A corrected version of the story is below:
Governor’s initial is missing, so new bridge signs need fix
Roughly year-old signs for the new Gov. Mario M. Cuomo Bridge are being patched over because his middle initial is missing
By JENNIFER PELTZ
Associated Press
NEW YORK (AP) - What’s in a name? Or in the case of New York’s new Gov. Mario M. Cuomo Bridge, what’s not in it?
Roughly year-old signs for the long suburban bridge are being patched over or replaced by the state Thruway Authority because they don’t bear the former governor’s middle initial, state officials said.

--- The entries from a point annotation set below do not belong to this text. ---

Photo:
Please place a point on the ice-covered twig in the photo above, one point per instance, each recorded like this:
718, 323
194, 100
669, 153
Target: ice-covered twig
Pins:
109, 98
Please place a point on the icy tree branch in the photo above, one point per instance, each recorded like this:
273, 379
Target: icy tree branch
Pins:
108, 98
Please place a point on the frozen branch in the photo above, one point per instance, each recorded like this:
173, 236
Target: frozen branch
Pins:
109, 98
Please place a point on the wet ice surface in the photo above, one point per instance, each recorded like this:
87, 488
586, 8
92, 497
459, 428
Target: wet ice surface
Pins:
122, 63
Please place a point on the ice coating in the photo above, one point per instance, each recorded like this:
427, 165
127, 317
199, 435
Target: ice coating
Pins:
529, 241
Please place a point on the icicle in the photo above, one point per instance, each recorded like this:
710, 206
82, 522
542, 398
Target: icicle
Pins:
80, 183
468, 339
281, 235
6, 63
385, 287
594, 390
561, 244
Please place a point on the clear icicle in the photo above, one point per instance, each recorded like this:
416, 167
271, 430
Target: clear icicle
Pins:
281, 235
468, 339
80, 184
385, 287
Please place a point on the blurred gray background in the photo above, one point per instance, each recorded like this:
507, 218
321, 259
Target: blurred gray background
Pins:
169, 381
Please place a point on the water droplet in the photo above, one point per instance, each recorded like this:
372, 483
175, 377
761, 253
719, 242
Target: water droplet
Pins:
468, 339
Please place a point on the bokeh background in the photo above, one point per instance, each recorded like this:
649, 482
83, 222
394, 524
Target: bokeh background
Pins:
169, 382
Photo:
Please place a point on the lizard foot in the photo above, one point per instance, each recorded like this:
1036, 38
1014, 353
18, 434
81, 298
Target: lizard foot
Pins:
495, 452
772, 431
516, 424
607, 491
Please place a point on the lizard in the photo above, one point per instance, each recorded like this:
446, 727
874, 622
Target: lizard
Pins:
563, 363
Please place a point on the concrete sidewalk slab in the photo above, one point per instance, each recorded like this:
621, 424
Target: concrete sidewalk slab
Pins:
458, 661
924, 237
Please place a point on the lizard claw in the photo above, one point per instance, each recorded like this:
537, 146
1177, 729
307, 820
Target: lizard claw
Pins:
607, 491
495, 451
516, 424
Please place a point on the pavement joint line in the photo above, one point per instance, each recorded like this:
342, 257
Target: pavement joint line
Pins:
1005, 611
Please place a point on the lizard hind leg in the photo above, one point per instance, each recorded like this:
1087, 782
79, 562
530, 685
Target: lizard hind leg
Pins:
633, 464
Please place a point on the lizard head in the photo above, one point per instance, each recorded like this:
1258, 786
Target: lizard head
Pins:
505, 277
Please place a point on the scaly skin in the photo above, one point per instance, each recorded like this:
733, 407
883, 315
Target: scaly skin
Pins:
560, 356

“The goal is to ensure uniformity across the system,” Thruway spokeswoman Jennifer Givner said, noting that the work is done in-house with “existing state resources.”
The state Department of Transportation also patched over its seven signs last fall, but only to reflect the replacement of the former Gov. Malcolm Wilson Tappan Zee Bridge, state Transportation Department spokesman Joseph Morrissey said.
The Journal News first reported the sign tweaks.
The nearly $4 billion bridge over the Hudson River opened last year. Connecting Westchester and Rockland counties north of New York City, the span replaced the former Tappan Zee.
Lawmakers and current Gov. Andrew Cuomo agreed to name the new span after his late father, who held the state’s highest office from 1983 through 1994. Mario Cuomo, who died in 2015, was Democrat, as is his son.
In a twist, Mario Cuomo had formally renamed the bridge to honor Wilson, a Republican. It had been the Tappan Zee Bridge since 1956, and many residents of the region kept calling it just that. (And many still do.)
The Cuomo change irked Wilson’s daughter, and it spurred an online petition urging that the name revert to Tappan Zee, which harkened to the area’s Native American history and Dutch colonists. Andrew Cuomo called the renaming-reversal campaign “vindictive” and personally hurtful.
The missing “M.” fixes come as a state agency is also correcting a misspelling of the name of the Verrazzano-Narrows Bridge in New York City. For over 50 years, one “Z’’ was missing.
In that dropped-letter matter, the state Metropolitan Transportation Authority argued for years that it could cost millions of dollars to correct road signs, brochures and maps referring to the nation’s longest suspension bridge.
Lawmakers and Cuomo agreed last year to fix the signs and materials only as they wore out or were reprinted.
The span honors Italian explorer Giovanni da Verrazzano, who sailed into what is now New York harbor in 1524.